Posted by Brian Lovett, Editor

A lousy old joke tells us there are two seasons in the North: winter and road construction.

I guess that should strike a chord with turkey hunters. After all, don’t we have two distinct periods: the season and the off-season?

Sadly, unless you’re on a plane to New Zealand, we’re well into the latter. And I don’t know about you, but I’m finding it difficult to let go of the former.
It seemed like things had just started to “get right” during the final five days of Wisconsin’s season. Birds that had been solidly henned up most of the previous week began getting lonely, and die-hard hunters willing to brave 2:30 a.m. wake-up calls and hordes of hummingbird-sized mosquitoes started scoring consistently.

lovett6th.jpgDuring the second day of the final period, I got solidly thumped by two field turkeys but decided to try another spot before quitting. I walked into the woods at 10:45 a.m. and was walking out at noon with a gobbler slung over my shoulder. It had been a classic midday hunt, complete with lots of hard gobbling and sunlit strutters slowly coming to the call. I couldn’t have ended my home-state season in better fashion.
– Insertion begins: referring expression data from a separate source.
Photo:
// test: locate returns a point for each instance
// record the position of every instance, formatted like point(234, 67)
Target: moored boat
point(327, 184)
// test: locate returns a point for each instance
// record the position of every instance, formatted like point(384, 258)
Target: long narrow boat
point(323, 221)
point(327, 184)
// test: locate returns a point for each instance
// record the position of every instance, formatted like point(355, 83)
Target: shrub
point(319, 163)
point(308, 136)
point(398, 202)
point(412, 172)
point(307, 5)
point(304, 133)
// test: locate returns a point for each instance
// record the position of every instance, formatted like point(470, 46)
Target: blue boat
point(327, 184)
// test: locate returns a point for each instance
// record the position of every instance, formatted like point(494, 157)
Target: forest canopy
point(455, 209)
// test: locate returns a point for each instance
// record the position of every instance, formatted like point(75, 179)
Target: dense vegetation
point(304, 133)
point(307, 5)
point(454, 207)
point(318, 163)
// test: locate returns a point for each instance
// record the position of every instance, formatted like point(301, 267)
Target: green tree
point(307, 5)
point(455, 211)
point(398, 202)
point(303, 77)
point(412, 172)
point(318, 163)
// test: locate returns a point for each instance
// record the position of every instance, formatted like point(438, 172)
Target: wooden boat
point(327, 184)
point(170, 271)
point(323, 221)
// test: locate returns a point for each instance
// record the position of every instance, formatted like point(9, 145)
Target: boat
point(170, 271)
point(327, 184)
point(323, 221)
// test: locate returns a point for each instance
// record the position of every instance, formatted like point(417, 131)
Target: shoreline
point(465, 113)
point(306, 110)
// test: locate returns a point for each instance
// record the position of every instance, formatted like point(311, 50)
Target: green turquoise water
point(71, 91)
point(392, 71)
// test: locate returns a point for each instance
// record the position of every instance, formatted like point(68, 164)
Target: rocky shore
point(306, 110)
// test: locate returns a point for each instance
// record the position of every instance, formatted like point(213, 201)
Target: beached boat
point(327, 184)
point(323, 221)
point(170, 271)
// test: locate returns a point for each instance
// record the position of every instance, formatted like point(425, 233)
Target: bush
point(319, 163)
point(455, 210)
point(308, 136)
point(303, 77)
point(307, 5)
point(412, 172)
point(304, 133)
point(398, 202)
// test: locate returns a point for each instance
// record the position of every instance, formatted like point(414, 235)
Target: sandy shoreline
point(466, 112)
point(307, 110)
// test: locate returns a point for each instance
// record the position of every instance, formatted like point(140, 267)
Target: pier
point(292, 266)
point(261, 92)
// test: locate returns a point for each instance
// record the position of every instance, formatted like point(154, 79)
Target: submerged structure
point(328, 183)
I wish I could say the same for Minnesota. My last hunt of the year, with friend and fellow T&TH contributing editor Scott Bestul, proved disappointing, though it wasn’t for lack of turkeys or trying. Both mornings, gobblers did the same thing: hammered on the roost, talked a bit after flydown and then slowly shut up as they drifted away with hens. To make matters worse, I goofed up the only pair of workable turkeys we encountered by misjudging an afternoon setup and missing a bird with a poor shot.

While driving home from that hunt, feeling the effects of several hard weeks in the woods, I told myself I was ready for spring to end. I was dead tired and needed to catch up on matters I’d brushed aside during the season.

But that weekend, I began to miss it. I’d run a call here and there while putting my stuff away. And then I’d think about the woodpeckers, whitetail fawns and other cool stuff I’d seen afield.

By Monday, I was in full-blown withdrawal. In fact, I’m still there. The only therapy, I guess, is a bit of fishing, some baseball on TV and frequent daydreams to appreciate all the wonderful moments I experienced in the turkey woods.

I’m sure you’re in a similar state of mind. It’s OK, friend. We’ll make it.
Just don’t tell my wife that the fall season opens in 114 short days.